Chinese writer-director Huang Ji [Photo courtesy of IFFR] |
Child molestation and teen pregnancy are topics rarely discussed in Chinese cinema. But Chinese writer-director Huang Ji said Thursday that she wanted her new picture to realistically reflect these real-life situations.
Huang Ji's feature debut "Egg and Stone" is the only film from the Chinese mainland to compete for the Tiger Awards at this year's International Film Festival in Rotterdam, Netherlands. It has won the Hivos Tiger Award, the festival's organizers announced on Feb. 4.
"Egg and Stone" tells the suffering and struggle of a teenage girl who gets pregnant after being sexually abused by a relative.

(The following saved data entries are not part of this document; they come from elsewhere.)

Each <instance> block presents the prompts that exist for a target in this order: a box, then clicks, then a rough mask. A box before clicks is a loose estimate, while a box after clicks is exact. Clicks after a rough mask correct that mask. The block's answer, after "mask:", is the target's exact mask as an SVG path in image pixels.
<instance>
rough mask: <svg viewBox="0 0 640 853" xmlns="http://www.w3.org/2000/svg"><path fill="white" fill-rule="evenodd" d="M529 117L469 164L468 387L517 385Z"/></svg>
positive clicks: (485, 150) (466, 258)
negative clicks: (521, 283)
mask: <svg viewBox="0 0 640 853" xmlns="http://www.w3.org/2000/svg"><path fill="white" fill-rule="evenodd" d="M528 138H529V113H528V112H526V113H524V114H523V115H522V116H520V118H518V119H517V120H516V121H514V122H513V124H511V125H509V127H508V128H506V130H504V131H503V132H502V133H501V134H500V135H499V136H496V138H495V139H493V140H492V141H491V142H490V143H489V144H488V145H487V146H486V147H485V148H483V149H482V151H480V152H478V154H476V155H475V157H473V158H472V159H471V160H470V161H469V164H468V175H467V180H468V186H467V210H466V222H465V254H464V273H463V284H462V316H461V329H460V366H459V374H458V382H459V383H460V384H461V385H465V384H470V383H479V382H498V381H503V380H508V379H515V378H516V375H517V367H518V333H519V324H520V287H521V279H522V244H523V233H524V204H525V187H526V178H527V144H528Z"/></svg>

Huang said that the story actually was partially based on her own experience, recalling that she was molested by a distant relative when she lived in an uncle's home at the age of eight. When preparing for her first feature, she came up with the idea of using her childhood experience as source material. In research for the film, she said that she studied a lot of child molestation cases in China on the Internet and also recounted similar stories from others who lived in her hometown. Realizing that how widespread and serious the issue is, she decided to make a film about it to raise public awareness, she added.
None of the actors featured in the film are professionals − Huang found leading actress Yao Honggui in a middle school in Hunan Province. Explaining why she cast non-experienced actors, the director said: "Their acting is more genuine. Their moves and words are their own and leave no traces of acting."
"I want to tell a solid, complicated and delicate story through the actor's unaffected performance," she said. In this way, she noted, feelings and emotions expressed in the film can be more complicated and delicate than that in real life.
Based in Hunan Province, all the characters in the film speak the local dialect. Without subtitles, the dialogue is hardly understandable. Huang admitted that this could be a big barrier for a wide release in China as dialects are not generally allowed in films released in the mainland. The director said that she would not dub her film in Mandarin or make any other changes for the purpose of a wide release. In fact, she said she does not expect her film to be released in China at all.
Asked how she plans to cover the production cost without a wide release, she said that she would find a foreign distributor and submit her work to more film festivals.